Lo stupro dei personaggi (che non ci trasportano per mano) non riguarda tanto lo sguardo (Ang Lee da spazio al pdv dei protagonisti, nelle sequenze appunto meglio riuscite del film) quanto il corpo. Corpi non focalizzati (o messi a fuoco senza uno scopo) si ritrovano ad essere ostentati senza che si possa capire chi ne sia il dominatore (sarebbe una forzatura rivolgersi al Tempo, allo Spazio, al Corpo, allo Stato proprio perché il dominio è tanto esile da essere ininfluente).

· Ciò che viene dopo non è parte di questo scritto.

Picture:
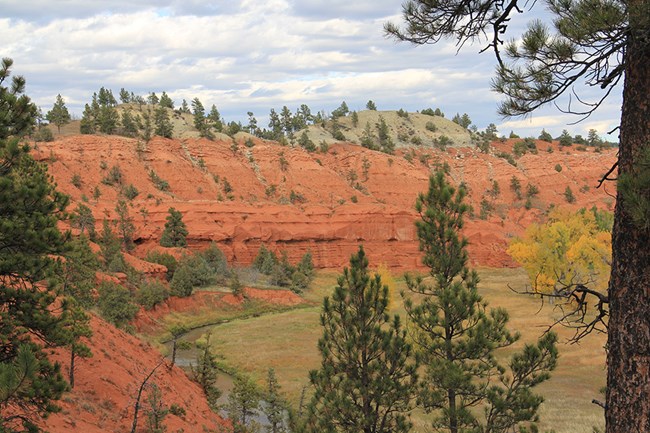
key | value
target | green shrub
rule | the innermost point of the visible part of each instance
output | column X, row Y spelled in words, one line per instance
column 151, row 293
column 508, row 157
column 115, row 304
column 158, row 182
column 113, row 177
column 531, row 190
column 43, row 134
column 130, row 191
column 165, row 259
column 568, row 195
column 76, row 180
column 181, row 284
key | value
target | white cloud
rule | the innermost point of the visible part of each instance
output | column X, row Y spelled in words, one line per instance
column 252, row 55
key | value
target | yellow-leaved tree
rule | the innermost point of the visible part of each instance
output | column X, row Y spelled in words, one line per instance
column 570, row 249
column 387, row 280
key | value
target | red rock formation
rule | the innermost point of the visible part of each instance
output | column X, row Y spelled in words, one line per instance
column 106, row 386
column 347, row 196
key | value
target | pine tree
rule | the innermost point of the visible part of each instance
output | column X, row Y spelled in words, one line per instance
column 110, row 248
column 166, row 101
column 205, row 371
column 457, row 335
column 214, row 117
column 83, row 219
column 164, row 126
column 243, row 403
column 77, row 325
column 129, row 125
column 125, row 226
column 29, row 240
column 198, row 112
column 59, row 114
column 366, row 378
column 175, row 232
column 125, row 96
column 18, row 111
column 77, row 277
column 565, row 139
column 184, row 107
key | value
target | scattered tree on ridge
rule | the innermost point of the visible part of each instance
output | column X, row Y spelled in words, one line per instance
column 175, row 232
column 456, row 334
column 275, row 405
column 366, row 378
column 243, row 404
column 205, row 371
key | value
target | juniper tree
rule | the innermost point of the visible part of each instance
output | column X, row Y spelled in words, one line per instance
column 125, row 226
column 164, row 126
column 59, row 114
column 205, row 371
column 77, row 325
column 243, row 404
column 166, row 101
column 77, row 273
column 175, row 232
column 276, row 406
column 456, row 335
column 30, row 209
column 366, row 377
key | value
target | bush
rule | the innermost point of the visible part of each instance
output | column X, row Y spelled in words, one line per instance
column 531, row 190
column 130, row 191
column 159, row 183
column 43, row 133
column 508, row 157
column 115, row 304
column 114, row 176
column 76, row 180
column 151, row 293
column 165, row 259
column 216, row 261
column 568, row 195
column 265, row 260
column 181, row 284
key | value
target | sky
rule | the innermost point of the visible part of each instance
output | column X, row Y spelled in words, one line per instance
column 254, row 55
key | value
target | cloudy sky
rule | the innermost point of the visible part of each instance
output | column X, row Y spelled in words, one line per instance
column 254, row 55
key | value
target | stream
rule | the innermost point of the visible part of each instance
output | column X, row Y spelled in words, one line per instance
column 225, row 381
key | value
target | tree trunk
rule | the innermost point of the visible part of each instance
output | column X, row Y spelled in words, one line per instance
column 72, row 359
column 628, row 343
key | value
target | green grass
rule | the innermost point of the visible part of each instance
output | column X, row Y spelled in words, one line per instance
column 287, row 341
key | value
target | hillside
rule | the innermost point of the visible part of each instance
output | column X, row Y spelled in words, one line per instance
column 326, row 203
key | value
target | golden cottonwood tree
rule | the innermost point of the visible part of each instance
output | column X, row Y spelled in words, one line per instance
column 569, row 249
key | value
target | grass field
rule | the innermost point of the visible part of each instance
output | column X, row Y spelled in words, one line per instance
column 287, row 342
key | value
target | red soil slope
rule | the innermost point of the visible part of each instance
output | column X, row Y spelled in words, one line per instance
column 326, row 203
column 106, row 386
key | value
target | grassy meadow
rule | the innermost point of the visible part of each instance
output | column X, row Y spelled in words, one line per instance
column 286, row 341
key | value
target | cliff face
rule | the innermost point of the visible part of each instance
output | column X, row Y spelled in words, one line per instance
column 326, row 203
column 107, row 384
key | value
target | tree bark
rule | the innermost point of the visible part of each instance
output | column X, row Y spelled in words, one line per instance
column 628, row 343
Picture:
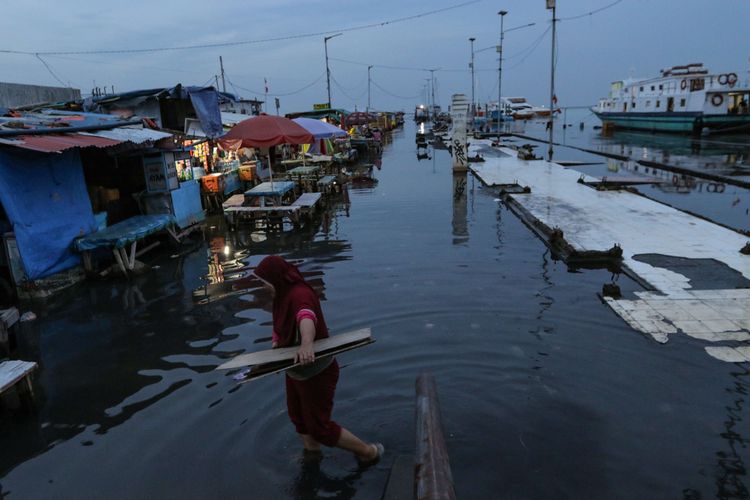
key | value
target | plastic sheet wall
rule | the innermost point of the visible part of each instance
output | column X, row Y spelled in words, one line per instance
column 45, row 199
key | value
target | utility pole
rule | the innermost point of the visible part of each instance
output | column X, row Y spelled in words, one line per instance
column 328, row 70
column 368, row 87
column 432, row 86
column 551, row 5
column 500, row 107
column 223, row 83
column 471, row 65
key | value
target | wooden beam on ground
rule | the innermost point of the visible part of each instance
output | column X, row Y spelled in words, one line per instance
column 434, row 480
column 14, row 371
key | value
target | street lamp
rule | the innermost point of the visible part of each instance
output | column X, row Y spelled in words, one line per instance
column 328, row 71
column 368, row 87
column 552, row 99
column 432, row 87
column 471, row 65
column 500, row 73
column 500, row 64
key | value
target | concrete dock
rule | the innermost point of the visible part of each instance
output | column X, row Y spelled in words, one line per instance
column 697, row 280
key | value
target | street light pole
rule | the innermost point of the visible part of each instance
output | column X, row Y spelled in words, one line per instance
column 551, row 5
column 471, row 65
column 368, row 88
column 502, row 14
column 328, row 70
column 432, row 84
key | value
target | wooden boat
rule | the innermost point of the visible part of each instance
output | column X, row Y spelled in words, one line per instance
column 683, row 99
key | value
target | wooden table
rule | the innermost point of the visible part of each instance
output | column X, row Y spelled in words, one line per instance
column 274, row 190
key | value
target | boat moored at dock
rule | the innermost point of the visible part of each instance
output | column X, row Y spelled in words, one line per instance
column 684, row 99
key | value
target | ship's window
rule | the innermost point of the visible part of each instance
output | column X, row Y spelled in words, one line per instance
column 697, row 84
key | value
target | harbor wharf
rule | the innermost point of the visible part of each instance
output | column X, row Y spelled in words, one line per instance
column 696, row 278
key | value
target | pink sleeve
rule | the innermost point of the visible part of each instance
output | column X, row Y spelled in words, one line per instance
column 306, row 313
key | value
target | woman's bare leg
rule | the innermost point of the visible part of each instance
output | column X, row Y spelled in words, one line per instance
column 350, row 442
column 309, row 442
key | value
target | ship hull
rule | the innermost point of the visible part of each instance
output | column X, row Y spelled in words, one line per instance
column 680, row 123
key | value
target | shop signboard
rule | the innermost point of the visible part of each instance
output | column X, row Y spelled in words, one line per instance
column 160, row 171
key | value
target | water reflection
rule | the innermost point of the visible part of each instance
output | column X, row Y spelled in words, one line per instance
column 460, row 225
column 313, row 482
column 731, row 465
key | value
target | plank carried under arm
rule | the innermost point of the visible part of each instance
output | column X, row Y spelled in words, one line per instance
column 332, row 343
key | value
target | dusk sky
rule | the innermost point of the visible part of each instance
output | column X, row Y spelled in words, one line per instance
column 630, row 38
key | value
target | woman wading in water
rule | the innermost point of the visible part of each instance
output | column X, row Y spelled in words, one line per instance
column 298, row 321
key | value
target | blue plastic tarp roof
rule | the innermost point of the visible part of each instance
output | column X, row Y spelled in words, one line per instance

Non si rischia nulla, si percorrono autostrade che portano alla bellezza adoperando segni un po’ a secco di senso. E le scene di sesso spinto, di cui si è tanto parlato, sono una vera e propria delusione: oltre ad arrivare quando ormai il film ha già stancato ostentano i corpi in una maniera tanto programmatica ed intensiva da cancellare desiderio e immaginazione, tanto da confondere dominio e amore (lui domina lei, lei domina lui, ma l’interazione tra i due non nasce, nonostante la piccola lezioncina di kamasutra), tanto da far pensare che siano messe lì (nessuno dice che non siano delle belle scene, ma sono fuori contesto) giusto per scandalizzare (operazione che col sottoscritto non può che fallire…). Insomma i coglioni di Tony Leung vengon fuori al momento sbagliato, la prima parte del film è fredda, la vampata di calore ingiustificabile.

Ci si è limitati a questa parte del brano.